In schools there is much talk of “catching up” on lost learning from the lockdown, usually concerning GCSEs or, in primary schools, English and Maths. I have heard not a word, though, about the impact of school closures on the moral guidance schools give. However, it is significant: we do not do assemblies and PSHE lessons for no reason, we do them because they help to unite the school community so that our pupils recognise that schools are indeed a community and that secondly, the children will grow up with a shared set of values.
Primary schools are particularly interested in this. There are a lot more church primary schools than secondary schools but - whether a school is faith-based or not - the values of treating one another well are pretty much universally agreed as being desirable. My own school’s student council, consisting of pupils aged ten and eleven, came up this week with their own set of core values which we shall adopt for all in September: living life to the full, respectfulness, thankfulness, kindness, forgiveness, and charity.
This might seem twee to some, but it matters greatly if we are to develop ethical leaders for the future.
Great leaders in the past have been role models to others. King Charles II could have fled London in the Great Fire of 1666 but instead he joined in with the firefighters and helped by passing buckets of water; Roman emperor Marcus Aurelius did not flee Rome in a period of plague, he stayed and gave away riches to help and reassure the people, and to pay for the funerals of their loved ones; Mother Teresa did not live in comfort and help the poor from a distance, she joined in with their material poverty and gave them spiritual wealth. These leaders showed by their deeds that they really were in it together, that there was not one rule for the rest and a different one for them.
Times of crisis can bring certain issues into sharper focus and there have been some high-profile examples recently of leaders really not coming close to this standard. We are all flawed, but I ask you to consider: is it really possible to be a good leader but not a good person? I think not, unless the goal itself is unworthy.
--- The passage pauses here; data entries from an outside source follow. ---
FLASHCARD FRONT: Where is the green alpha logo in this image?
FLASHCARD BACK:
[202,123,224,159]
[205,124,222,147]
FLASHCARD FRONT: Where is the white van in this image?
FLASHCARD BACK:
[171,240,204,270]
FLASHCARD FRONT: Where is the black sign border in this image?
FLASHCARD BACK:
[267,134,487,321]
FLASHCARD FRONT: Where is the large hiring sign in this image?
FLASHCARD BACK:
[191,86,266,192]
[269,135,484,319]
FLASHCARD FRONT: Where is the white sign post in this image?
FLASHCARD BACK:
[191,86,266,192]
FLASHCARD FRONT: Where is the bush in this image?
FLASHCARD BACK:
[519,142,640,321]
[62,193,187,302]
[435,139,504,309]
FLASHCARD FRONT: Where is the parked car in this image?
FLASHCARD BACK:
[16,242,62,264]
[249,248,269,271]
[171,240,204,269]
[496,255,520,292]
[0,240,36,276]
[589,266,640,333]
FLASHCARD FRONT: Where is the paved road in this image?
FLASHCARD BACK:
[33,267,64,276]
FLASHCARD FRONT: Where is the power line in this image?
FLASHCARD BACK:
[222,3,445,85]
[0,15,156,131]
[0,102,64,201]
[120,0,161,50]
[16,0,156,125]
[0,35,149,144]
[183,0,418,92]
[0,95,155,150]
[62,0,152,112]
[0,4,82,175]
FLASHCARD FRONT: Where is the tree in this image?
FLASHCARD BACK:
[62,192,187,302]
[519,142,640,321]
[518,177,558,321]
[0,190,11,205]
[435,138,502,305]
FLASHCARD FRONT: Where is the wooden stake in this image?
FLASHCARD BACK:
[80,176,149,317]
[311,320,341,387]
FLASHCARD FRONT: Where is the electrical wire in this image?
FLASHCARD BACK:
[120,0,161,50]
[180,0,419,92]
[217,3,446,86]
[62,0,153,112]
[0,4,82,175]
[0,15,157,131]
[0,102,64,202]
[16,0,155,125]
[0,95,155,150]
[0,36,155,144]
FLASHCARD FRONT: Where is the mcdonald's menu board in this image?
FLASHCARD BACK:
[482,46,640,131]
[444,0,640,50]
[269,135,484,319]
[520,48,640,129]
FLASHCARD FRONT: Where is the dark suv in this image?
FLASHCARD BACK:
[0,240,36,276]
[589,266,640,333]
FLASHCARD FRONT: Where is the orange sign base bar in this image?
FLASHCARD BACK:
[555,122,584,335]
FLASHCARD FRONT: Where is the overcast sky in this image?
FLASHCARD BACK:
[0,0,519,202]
For me, in my little school in my small northern town of Oldham, I have had our staff and children revisiting our “vision statement”, reminding ourselves of our organisational goal, and the children have selected and can articulate what our core values are to be. We have been revisiting the ethical basis of what we do.
In these unusually frustrating and uncertain times, reminding ourselves of why we do what we do and how we choose to do it provides an anchor for the decision making we undertake. It makes the decisions of middle leaders more compatible with the organisational goal and helps us do things better. We become stronger together, like Aesop’s bundle of sticks.